# Random Apollonian Networks

Simulation of a Random Apollonian Networks (RANs)

In this work, we analyze fundamental properties of Random Apollonian Networks, a popular random graph model which generates planar graphs with power law properties. Specifically, we analyze the following properties:

• the degree distribution,
• the $k$ largest degrees, the $k$ largest eigenvalues ($k$ is a constant),
• the diameter.

# Rainbow Connectivity

Random regular graphs. An edge colored graph $G$ is rainbow edge connected if any two vertices are connected by a path whose edges have distinct colors. The rainbow connection of a connected graph $G$, denoted by $rc(G)$, is the smallest number of colors that are needed in order to make $G$ rainbow connected. In this work we study the rainbow connection of the random $r$-regular graph $G=G(n,r)$ of order~$n$, where $r\ge 4$ is a constant. We prove that with probability tending to one as $n$ goes to infinity the rainbow connection of $G$ satisfies $rc(G)=O(\log n)$, which is best possible up to a hidden constant.

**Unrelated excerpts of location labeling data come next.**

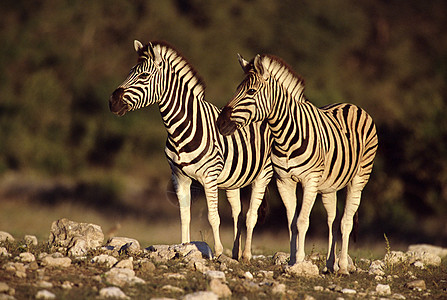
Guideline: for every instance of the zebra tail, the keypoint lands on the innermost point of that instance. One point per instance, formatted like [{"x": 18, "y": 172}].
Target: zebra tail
[{"x": 355, "y": 230}]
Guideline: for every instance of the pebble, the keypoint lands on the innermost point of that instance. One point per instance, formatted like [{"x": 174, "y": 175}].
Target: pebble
[
  {"x": 31, "y": 240},
  {"x": 383, "y": 289},
  {"x": 44, "y": 294},
  {"x": 26, "y": 257},
  {"x": 418, "y": 285},
  {"x": 112, "y": 292},
  {"x": 201, "y": 296},
  {"x": 105, "y": 259},
  {"x": 6, "y": 237},
  {"x": 219, "y": 288}
]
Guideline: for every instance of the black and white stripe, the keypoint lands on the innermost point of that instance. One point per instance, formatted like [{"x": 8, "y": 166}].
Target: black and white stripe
[
  {"x": 325, "y": 149},
  {"x": 194, "y": 148}
]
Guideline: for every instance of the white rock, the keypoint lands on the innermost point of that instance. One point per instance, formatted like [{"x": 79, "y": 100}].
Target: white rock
[
  {"x": 125, "y": 264},
  {"x": 215, "y": 275},
  {"x": 125, "y": 244},
  {"x": 279, "y": 288},
  {"x": 248, "y": 275},
  {"x": 439, "y": 251},
  {"x": 104, "y": 259},
  {"x": 172, "y": 289},
  {"x": 305, "y": 268},
  {"x": 121, "y": 277},
  {"x": 3, "y": 251},
  {"x": 219, "y": 288},
  {"x": 383, "y": 289},
  {"x": 31, "y": 240},
  {"x": 112, "y": 292},
  {"x": 44, "y": 294},
  {"x": 201, "y": 296},
  {"x": 66, "y": 233},
  {"x": 348, "y": 291},
  {"x": 50, "y": 261},
  {"x": 6, "y": 237},
  {"x": 376, "y": 268},
  {"x": 426, "y": 258},
  {"x": 3, "y": 287},
  {"x": 26, "y": 257}
]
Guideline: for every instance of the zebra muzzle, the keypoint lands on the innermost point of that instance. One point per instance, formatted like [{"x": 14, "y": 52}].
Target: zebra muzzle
[{"x": 117, "y": 104}]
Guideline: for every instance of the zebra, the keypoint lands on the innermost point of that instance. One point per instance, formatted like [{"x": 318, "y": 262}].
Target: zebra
[
  {"x": 325, "y": 149},
  {"x": 194, "y": 148}
]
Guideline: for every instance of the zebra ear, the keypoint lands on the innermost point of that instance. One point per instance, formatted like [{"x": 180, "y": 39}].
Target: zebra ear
[
  {"x": 155, "y": 54},
  {"x": 259, "y": 67},
  {"x": 244, "y": 64},
  {"x": 137, "y": 45}
]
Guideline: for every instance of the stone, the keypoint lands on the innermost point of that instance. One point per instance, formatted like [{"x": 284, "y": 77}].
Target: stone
[
  {"x": 4, "y": 287},
  {"x": 122, "y": 277},
  {"x": 304, "y": 269},
  {"x": 59, "y": 262},
  {"x": 44, "y": 284},
  {"x": 376, "y": 268},
  {"x": 26, "y": 257},
  {"x": 281, "y": 258},
  {"x": 30, "y": 240},
  {"x": 172, "y": 289},
  {"x": 201, "y": 296},
  {"x": 219, "y": 288},
  {"x": 383, "y": 289},
  {"x": 123, "y": 244},
  {"x": 279, "y": 288},
  {"x": 418, "y": 285},
  {"x": 3, "y": 251},
  {"x": 348, "y": 291},
  {"x": 395, "y": 257},
  {"x": 125, "y": 264},
  {"x": 104, "y": 259},
  {"x": 248, "y": 275},
  {"x": 210, "y": 275},
  {"x": 436, "y": 250},
  {"x": 82, "y": 236},
  {"x": 112, "y": 292},
  {"x": 6, "y": 237},
  {"x": 44, "y": 294},
  {"x": 428, "y": 259},
  {"x": 146, "y": 266}
]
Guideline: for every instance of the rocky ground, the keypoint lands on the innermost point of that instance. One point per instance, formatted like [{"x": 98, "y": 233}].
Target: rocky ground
[{"x": 76, "y": 263}]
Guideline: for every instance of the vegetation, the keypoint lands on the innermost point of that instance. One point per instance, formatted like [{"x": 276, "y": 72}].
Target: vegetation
[{"x": 61, "y": 60}]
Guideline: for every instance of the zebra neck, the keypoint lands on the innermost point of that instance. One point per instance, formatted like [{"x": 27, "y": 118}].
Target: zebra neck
[{"x": 180, "y": 105}]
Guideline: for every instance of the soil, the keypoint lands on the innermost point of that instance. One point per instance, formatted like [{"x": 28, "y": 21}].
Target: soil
[{"x": 86, "y": 279}]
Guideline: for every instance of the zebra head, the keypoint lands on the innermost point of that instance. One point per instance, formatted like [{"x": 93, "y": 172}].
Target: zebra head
[
  {"x": 249, "y": 103},
  {"x": 142, "y": 86}
]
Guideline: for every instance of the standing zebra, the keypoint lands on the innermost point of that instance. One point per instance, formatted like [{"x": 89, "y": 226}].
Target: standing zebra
[
  {"x": 325, "y": 149},
  {"x": 194, "y": 148}
]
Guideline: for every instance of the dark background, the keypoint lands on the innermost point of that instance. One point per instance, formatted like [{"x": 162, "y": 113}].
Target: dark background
[{"x": 61, "y": 60}]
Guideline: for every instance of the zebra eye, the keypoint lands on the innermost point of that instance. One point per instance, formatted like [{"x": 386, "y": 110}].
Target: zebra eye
[{"x": 251, "y": 92}]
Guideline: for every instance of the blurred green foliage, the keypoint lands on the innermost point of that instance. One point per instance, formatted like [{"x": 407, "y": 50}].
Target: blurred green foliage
[{"x": 61, "y": 60}]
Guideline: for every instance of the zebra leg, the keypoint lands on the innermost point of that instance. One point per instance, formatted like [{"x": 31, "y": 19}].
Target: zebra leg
[
  {"x": 354, "y": 191},
  {"x": 234, "y": 198},
  {"x": 309, "y": 195},
  {"x": 257, "y": 194},
  {"x": 182, "y": 186},
  {"x": 287, "y": 190},
  {"x": 330, "y": 204},
  {"x": 213, "y": 213}
]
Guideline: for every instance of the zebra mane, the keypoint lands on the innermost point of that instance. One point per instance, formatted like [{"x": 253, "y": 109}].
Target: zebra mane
[
  {"x": 177, "y": 60},
  {"x": 285, "y": 75}
]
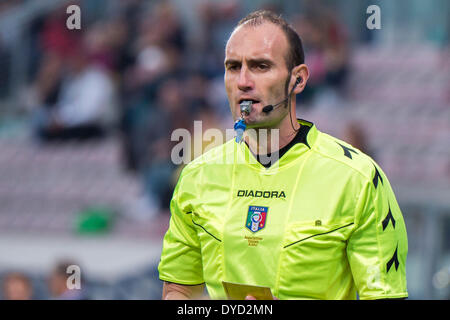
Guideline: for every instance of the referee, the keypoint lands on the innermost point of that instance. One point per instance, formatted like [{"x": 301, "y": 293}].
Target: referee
[{"x": 320, "y": 222}]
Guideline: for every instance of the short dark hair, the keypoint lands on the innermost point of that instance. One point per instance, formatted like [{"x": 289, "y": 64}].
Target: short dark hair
[{"x": 295, "y": 55}]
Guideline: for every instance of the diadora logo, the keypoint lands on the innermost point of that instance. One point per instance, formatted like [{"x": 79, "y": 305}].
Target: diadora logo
[{"x": 261, "y": 194}]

Note: The optimal result for 3-regular random graphs was proved by Michael Molloy.

Random Erdős–Rényi graphs.  We prove optimal results for rainbow connectivity at the connectivity threshold.

# Motif Expanders

In our work “Scalable motif-aware community detection” we introduce the concept of triangle expanders, that serves as the theoretical basis of the theory behind motif based clustering.